Entrevista com Mestre Bobó. Salvador, 1988.
 Os mestres eram figuras altamente respeitadas, destacando-se dos demais pela habilidade no jogo, nos toques do berimbau e nas cantigas. Alguns dos mais famosos que mantinham rodas de capoeira eram mestre Bimba, que fazia roda aos domingos no Alto de Amaralina; mestre Waldemar do Pero Vaz, com sua roda na Estrada da Liberdade; mestre Pastinha, que reunia os capoeiristas no Largo do Pelourinho e mestre Cobrinha Verde, com sua roda no Chame-Chame. Os mestres ocupavam lugar especial nas rodas de capoeira. Era sempre o mestre que iniciava e encerrava a roda, fazia recomendações nos cânticos e podia comprar qualquer jogo que estivesse acontecendo, escolhendo qualquer capoeirista para jogar. Além disso, não se permitia comprar jogo de mestre: apenas outro capoeirista, na mesma condição, poderia fazê-lo. Os mais antigos ressaltam, insistentemente, o fato de que nas rodas, hoje em dia, os mestres não são tratados com a distinção dos outros tempos. Nas palavras de mestre Curió: "Tem alunos que chegam na roda e tomam o berimbau do mestre, tomam o berimbau de minha mão. No meu tempo não tinha isso não. O mestre dava se quisesse. E quando o mestre estava jogando, o aluno não podia entrar".
 
É importante ressaltar que, embora questionem algumas atitudes dos capoeiras da atualidade — como, por exemplo, o desrespeito aos rituais tradicionais —, os velhos mestres, em geral, demonstram grande admiração pelo crescimento e reconhecimento que a capoeira vem alcançando. De uma certa forma, podemos dizer que é a concretização de seus sonhos, embora ainda haja muita coisa a fazer e a resgatar do passado.

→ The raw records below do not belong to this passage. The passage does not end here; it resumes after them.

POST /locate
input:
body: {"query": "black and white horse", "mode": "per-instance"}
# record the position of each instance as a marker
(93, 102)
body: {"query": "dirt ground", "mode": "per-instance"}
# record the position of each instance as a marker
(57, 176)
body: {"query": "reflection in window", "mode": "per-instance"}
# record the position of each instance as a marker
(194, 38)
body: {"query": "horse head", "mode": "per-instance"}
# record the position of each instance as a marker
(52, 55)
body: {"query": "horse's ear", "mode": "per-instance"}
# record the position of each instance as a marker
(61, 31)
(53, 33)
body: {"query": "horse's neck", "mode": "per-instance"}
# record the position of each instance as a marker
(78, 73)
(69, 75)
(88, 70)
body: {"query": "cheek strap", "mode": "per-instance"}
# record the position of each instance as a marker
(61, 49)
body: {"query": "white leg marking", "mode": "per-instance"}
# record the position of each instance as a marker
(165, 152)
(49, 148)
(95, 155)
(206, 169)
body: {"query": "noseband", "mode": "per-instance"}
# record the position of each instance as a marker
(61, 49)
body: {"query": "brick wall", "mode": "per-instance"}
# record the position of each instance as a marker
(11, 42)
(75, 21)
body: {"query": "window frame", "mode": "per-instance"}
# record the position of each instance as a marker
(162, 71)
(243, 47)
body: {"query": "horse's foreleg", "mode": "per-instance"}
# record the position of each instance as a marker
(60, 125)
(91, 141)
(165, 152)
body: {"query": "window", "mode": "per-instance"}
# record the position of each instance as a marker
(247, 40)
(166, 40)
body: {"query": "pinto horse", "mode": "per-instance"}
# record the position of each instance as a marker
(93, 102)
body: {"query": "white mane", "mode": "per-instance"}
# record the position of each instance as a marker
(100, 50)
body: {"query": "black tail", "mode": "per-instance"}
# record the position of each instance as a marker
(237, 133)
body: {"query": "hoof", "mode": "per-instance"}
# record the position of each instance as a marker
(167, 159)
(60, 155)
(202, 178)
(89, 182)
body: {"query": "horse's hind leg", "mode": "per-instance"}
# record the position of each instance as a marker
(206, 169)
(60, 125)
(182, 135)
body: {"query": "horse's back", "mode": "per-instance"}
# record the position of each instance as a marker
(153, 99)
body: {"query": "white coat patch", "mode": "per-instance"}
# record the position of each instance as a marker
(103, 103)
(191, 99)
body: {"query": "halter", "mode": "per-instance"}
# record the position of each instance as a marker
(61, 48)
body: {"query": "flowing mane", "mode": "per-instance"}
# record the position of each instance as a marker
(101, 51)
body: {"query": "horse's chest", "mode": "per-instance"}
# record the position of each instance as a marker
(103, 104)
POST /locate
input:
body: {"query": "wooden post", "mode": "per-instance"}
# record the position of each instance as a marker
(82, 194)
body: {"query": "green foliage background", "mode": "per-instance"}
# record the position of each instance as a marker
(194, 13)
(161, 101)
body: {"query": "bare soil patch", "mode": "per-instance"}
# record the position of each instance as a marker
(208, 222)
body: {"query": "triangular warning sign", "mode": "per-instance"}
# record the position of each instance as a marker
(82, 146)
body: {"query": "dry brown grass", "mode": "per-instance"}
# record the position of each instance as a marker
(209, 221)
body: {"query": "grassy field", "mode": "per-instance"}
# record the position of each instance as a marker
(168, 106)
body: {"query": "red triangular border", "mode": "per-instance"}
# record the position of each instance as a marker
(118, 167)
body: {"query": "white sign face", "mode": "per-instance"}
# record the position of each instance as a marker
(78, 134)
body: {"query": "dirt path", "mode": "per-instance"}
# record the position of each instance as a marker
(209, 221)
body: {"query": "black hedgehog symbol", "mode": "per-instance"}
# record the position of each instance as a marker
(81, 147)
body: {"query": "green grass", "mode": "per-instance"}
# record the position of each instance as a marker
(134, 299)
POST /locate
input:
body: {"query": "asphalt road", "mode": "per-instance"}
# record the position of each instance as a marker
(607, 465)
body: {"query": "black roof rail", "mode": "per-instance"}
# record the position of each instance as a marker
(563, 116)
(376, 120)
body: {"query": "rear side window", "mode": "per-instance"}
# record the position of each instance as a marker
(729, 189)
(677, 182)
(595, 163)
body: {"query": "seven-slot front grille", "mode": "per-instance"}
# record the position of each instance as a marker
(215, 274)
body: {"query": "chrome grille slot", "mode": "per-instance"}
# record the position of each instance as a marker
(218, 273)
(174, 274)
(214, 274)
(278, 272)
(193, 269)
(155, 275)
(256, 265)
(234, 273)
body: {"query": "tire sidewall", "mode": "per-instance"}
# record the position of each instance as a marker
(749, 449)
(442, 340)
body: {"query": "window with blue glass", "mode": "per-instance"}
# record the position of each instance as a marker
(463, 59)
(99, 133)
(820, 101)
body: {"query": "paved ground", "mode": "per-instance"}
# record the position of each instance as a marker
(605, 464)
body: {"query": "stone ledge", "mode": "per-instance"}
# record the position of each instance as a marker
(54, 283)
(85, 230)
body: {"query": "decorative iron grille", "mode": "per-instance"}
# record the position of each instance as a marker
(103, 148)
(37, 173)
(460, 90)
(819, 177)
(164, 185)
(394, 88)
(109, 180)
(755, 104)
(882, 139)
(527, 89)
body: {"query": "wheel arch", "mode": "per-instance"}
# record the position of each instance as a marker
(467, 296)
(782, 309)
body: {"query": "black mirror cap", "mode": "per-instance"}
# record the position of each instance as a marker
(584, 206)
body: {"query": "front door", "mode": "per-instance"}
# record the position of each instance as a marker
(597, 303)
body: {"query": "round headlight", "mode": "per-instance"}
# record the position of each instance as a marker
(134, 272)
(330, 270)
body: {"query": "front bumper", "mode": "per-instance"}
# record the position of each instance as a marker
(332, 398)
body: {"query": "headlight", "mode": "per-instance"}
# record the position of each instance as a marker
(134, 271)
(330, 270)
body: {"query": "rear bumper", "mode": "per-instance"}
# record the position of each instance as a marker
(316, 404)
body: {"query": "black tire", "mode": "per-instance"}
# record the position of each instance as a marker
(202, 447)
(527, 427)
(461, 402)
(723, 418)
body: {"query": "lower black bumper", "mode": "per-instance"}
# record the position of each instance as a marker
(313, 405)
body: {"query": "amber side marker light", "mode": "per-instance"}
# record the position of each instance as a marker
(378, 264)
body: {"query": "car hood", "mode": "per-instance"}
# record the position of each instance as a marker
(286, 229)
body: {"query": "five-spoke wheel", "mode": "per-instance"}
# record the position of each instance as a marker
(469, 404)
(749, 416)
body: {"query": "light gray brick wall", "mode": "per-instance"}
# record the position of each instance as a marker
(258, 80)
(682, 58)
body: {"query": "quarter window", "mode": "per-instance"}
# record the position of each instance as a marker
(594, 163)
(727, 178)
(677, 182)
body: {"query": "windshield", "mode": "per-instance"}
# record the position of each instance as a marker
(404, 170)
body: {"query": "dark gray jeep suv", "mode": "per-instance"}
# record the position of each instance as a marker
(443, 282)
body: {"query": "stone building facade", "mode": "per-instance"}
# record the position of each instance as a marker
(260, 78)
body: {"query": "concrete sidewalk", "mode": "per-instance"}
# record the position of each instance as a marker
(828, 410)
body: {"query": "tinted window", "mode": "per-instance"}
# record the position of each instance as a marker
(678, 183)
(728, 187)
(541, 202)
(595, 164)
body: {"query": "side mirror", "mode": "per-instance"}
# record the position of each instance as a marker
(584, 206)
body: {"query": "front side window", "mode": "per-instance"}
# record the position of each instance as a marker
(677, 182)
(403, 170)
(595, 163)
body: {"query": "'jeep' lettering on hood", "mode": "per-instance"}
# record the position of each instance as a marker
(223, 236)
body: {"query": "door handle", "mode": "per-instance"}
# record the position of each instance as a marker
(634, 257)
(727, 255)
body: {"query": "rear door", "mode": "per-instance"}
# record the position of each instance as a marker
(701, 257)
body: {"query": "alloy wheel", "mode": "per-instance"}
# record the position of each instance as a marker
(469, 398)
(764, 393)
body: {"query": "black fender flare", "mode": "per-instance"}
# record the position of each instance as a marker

Temos, realmente, muito a aprender com esses mestres. Entendemos que a história não é a ciência do passado, mas a chave para que possamos, conhecendo o passado, construir um futuro melhor. Há fundamentos essenciais que podemos aprender ouvindo, observando e conhecendo as histórias e estórias desses importantes personagens da nossa história e da nossa cultura.

--------------------------
Referências
VIEIRA, Luiz Renato. O jogo da capoeira: corpo e cultura popular no Brasil. ed. 2. Rio de Janeiro: Sprint, 1998.
______. Os velhos mestres da vadiação baiana. Revista Capoeira, n. 7, 1999.